The name and the absence of any first-party content credits point to the same pattern that dominates this corner of the Tizen store: a generic IPTV player shell. Apps in this category typically launch to a setup screen that asks the user to paste an M3U playlist URL or upload an Xtream Codes login, then stream whatever channels that playlist points at. The app itself does not host or license any video — it is a remote-control-friendly wrapper around HLS streams the user has to source themselves.
Without a published feature list it is impossible to confirm what protocols, EPG formats, or parental controls this particular shell supports. Comparable Tizen IPTV players in this category (Smart IPTV, OTT Navigator, MaxPlayer, IPTV Smarters Pro) typically advertise M3U + EPG XMLTV, catch-up, multi-screen, and a remote-friendly grid. ScandiTVPlayer advertises none of this in its store entry, which is unusual even for the category.
MISSION ACCOMPLISHED
The only verifiable strength is the price — the app is free with no listed in-app purchases. For Samsung TV owners who already have a paid IPTV subscription with their own playlist URL and want to try another player without spending anything, the cost of experimenting is zero.

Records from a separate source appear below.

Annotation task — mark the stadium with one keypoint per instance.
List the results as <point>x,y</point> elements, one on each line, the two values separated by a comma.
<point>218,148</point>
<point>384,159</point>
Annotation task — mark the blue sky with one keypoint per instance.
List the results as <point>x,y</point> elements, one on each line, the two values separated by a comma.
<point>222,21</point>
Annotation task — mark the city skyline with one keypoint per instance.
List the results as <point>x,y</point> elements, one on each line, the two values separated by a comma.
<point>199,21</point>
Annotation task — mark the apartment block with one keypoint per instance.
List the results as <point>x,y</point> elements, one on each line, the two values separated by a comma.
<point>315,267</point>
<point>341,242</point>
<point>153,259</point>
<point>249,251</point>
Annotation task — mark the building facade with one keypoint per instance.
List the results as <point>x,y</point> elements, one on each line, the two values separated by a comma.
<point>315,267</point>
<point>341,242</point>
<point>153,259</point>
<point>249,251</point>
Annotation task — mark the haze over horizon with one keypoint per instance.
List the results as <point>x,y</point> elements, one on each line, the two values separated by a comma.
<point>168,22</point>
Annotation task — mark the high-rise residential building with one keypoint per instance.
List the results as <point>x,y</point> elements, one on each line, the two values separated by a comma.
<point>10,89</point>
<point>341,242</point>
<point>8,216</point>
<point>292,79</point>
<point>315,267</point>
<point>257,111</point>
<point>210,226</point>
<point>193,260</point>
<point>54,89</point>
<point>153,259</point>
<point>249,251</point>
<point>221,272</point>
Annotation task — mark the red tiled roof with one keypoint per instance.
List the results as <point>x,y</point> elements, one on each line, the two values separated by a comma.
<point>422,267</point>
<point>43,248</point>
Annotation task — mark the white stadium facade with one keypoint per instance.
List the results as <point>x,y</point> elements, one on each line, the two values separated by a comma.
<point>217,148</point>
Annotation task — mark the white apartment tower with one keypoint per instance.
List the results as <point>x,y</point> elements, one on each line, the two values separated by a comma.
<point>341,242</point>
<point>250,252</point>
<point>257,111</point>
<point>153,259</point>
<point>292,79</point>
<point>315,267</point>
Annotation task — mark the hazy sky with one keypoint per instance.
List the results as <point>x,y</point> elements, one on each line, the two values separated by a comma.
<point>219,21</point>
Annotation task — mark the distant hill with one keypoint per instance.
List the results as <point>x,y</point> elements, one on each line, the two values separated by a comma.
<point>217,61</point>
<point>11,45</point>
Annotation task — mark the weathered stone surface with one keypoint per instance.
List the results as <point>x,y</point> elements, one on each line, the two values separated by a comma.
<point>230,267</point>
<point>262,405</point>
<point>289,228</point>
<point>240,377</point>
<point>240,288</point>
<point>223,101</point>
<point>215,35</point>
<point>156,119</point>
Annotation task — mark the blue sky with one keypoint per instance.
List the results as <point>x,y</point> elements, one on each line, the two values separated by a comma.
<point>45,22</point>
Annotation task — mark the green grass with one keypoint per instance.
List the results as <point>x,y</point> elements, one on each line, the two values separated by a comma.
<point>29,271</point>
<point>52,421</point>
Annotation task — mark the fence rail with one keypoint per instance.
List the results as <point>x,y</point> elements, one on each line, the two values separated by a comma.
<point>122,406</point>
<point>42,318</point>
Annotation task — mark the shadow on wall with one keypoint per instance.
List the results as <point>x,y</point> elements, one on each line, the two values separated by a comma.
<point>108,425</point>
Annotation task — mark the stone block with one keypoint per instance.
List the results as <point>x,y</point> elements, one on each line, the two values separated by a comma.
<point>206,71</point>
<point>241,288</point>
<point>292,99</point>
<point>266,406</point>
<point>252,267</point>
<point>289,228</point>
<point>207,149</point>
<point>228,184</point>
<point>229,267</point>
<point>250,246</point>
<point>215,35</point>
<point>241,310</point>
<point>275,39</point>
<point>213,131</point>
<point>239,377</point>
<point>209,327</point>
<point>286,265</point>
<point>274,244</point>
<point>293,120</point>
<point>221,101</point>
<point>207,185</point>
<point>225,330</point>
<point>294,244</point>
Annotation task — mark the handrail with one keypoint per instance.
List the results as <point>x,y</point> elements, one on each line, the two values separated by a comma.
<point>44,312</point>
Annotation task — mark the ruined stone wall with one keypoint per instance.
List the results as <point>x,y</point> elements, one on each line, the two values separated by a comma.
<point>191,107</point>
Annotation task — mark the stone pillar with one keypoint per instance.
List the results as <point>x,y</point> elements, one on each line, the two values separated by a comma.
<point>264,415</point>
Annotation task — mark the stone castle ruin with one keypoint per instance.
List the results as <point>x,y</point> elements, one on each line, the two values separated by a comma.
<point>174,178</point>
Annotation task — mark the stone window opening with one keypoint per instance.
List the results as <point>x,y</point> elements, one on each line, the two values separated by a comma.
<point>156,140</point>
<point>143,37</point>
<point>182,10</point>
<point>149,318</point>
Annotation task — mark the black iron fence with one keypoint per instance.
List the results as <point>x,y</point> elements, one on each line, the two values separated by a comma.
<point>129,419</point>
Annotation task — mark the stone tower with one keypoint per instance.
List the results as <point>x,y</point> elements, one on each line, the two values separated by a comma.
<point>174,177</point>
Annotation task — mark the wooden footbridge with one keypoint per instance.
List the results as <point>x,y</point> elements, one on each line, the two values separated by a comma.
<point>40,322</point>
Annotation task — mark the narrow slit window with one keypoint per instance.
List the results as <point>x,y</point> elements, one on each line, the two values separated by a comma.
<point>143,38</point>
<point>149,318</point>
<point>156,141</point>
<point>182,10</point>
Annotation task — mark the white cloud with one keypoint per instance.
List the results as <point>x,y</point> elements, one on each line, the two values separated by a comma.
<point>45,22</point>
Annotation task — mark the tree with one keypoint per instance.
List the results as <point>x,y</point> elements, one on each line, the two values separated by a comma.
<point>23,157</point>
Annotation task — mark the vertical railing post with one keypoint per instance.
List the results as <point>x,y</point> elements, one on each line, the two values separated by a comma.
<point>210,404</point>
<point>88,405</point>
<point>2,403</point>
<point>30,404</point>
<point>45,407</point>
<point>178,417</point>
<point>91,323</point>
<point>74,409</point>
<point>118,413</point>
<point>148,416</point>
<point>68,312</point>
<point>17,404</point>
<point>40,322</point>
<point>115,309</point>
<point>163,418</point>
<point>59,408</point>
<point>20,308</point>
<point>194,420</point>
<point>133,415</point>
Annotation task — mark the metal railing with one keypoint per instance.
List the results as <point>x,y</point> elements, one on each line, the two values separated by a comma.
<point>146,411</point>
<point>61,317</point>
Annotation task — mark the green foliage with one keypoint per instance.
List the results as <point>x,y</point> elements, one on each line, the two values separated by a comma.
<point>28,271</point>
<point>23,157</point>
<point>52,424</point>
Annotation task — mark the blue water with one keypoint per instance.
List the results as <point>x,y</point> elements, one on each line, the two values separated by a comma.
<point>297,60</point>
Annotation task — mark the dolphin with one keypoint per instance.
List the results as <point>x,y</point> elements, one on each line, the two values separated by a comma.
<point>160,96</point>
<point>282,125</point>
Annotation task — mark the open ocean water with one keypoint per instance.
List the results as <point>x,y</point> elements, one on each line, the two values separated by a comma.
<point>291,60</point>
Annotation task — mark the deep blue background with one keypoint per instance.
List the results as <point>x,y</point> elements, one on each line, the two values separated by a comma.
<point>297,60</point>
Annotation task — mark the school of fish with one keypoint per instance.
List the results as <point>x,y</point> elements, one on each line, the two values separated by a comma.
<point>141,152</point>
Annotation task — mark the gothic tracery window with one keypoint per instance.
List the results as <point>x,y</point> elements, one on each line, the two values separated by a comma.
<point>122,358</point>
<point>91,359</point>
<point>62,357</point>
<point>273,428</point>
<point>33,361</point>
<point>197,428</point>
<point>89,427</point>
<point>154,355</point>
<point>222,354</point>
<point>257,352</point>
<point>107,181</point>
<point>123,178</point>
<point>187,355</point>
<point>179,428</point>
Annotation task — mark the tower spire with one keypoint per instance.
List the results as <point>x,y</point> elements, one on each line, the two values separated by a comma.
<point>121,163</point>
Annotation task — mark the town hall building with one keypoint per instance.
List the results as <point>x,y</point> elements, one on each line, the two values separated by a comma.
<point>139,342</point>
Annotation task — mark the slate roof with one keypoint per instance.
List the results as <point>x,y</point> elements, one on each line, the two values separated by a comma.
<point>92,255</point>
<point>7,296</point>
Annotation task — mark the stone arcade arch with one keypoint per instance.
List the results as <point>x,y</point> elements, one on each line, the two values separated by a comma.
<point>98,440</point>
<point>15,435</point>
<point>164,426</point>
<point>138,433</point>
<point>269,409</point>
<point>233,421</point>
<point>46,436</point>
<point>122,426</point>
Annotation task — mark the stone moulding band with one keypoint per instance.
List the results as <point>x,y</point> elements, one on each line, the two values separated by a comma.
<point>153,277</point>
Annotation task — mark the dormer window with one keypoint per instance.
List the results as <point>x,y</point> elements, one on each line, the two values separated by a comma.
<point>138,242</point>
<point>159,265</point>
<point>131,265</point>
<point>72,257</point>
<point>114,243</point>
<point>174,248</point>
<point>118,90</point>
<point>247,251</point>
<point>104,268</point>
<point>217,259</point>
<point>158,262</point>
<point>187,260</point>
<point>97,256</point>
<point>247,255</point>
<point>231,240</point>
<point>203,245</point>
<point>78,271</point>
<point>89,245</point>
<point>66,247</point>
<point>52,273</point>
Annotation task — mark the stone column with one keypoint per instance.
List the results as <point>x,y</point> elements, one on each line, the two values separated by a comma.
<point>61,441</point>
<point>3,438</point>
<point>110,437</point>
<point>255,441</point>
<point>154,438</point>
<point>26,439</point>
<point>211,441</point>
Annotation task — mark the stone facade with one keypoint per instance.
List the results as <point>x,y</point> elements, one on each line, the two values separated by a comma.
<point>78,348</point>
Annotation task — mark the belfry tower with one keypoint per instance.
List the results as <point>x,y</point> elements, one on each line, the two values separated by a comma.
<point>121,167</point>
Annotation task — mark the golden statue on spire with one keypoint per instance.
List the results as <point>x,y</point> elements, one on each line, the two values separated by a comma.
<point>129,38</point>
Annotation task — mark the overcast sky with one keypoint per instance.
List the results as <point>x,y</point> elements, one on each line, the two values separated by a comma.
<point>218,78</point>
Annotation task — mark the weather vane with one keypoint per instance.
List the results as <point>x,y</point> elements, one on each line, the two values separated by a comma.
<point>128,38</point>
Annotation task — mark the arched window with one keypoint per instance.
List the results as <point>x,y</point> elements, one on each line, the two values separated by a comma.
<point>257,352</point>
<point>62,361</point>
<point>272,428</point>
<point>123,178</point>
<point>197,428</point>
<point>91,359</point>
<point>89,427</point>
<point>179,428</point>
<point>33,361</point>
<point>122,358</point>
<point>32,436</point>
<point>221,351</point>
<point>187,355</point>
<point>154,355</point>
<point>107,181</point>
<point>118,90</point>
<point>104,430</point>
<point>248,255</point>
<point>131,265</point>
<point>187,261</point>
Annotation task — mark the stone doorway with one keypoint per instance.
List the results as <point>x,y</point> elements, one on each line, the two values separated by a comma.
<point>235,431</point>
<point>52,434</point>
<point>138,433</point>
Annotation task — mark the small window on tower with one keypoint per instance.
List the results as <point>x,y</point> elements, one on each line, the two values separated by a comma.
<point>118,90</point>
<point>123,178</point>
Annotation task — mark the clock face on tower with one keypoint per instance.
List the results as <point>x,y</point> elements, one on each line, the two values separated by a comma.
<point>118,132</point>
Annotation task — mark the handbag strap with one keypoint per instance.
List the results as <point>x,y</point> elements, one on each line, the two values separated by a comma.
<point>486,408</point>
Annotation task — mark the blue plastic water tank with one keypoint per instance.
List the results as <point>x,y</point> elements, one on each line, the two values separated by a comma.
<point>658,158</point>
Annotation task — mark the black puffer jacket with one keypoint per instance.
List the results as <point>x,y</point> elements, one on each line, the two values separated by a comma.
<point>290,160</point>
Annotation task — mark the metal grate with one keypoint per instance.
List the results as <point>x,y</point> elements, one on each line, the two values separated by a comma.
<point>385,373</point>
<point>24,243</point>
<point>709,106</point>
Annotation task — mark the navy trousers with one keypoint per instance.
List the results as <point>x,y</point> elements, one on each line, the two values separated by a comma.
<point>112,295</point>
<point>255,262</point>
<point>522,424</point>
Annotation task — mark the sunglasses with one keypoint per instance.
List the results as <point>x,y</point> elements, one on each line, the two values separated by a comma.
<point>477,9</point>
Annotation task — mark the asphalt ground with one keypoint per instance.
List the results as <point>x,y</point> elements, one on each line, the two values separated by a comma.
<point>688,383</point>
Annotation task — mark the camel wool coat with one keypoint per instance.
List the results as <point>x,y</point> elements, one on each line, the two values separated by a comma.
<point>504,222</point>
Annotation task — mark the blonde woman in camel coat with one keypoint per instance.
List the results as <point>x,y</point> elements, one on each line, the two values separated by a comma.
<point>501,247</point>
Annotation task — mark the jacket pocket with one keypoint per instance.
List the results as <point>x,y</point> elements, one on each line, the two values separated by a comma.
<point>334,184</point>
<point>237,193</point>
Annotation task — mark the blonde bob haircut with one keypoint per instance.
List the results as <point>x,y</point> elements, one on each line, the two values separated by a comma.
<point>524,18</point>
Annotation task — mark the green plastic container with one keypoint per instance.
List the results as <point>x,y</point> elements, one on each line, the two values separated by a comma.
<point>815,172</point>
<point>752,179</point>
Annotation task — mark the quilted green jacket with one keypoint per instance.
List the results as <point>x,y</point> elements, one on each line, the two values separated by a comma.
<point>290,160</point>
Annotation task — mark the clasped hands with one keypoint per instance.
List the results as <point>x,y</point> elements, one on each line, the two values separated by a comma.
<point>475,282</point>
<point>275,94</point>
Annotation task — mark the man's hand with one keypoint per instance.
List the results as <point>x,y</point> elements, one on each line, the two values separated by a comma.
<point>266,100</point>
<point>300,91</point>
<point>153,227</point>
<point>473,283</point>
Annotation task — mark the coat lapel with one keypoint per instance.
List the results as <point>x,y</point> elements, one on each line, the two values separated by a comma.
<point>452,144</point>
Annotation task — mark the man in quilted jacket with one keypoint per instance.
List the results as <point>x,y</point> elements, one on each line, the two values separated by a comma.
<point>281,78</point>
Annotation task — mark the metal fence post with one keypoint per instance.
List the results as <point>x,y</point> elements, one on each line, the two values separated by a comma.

Beyond that, there is genuinely nothing to report. The store page provides no evidence of what the app does well, and no third-party coverage of the developer or app exists at the time of writing. That is the honest answer. We do not write fake praise around an empty listing.
ROOM TO IMPROVE
Everything. The Samsung store entry needs a description, screenshots, and a clear statement of what content source the player is designed for. A Tizen video app released into the store with no metadata reads, to a viewer, as either an unfinished publish or a deliberately opaque listing — both of which are reasons to be cautious about granting the app a playlist URL or login credentials.
The grey-market context matters and we will say it plainly. Many free IPTV-shell apps on smart-TV stores are used in practice with unlicensed playlists that restream Scandinavian, Balkan, and Middle Eastern broadcast TV without the rightsholders' permission. We are not accusing this specific app of anything — we have no evidence either way — but the pattern the listing fits is the pattern the legal services (Viaplay, TV2 Play, NRK TV, SVT Play, DR TV, Yle Areena) do not fit. If you are a viewer in the Nordics looking for legitimate Scandinavian TV on a Samsung set, the named broadcasters' own apps are on Tizen and are the safer choice.
CONCLUSION
Skip ScandiTVPlayer for now. With no description, no screenshots, no ratings, no developer presence on the public web, and a category strongly associated with grey-market IPTV use, there is no responsible way to recommend installing it on a Samsung TV — let alone giving it a playlist URL or a username and password. If you are after Scandinavian broadcast TV, install Viaplay, TV2 Play, NRK TV, SVT Play, DR TV, or Yle Areena directly from the Tizen store. If the developer publishes a real description, a content source, and screenshots in a future update, the app deserves a fresh look.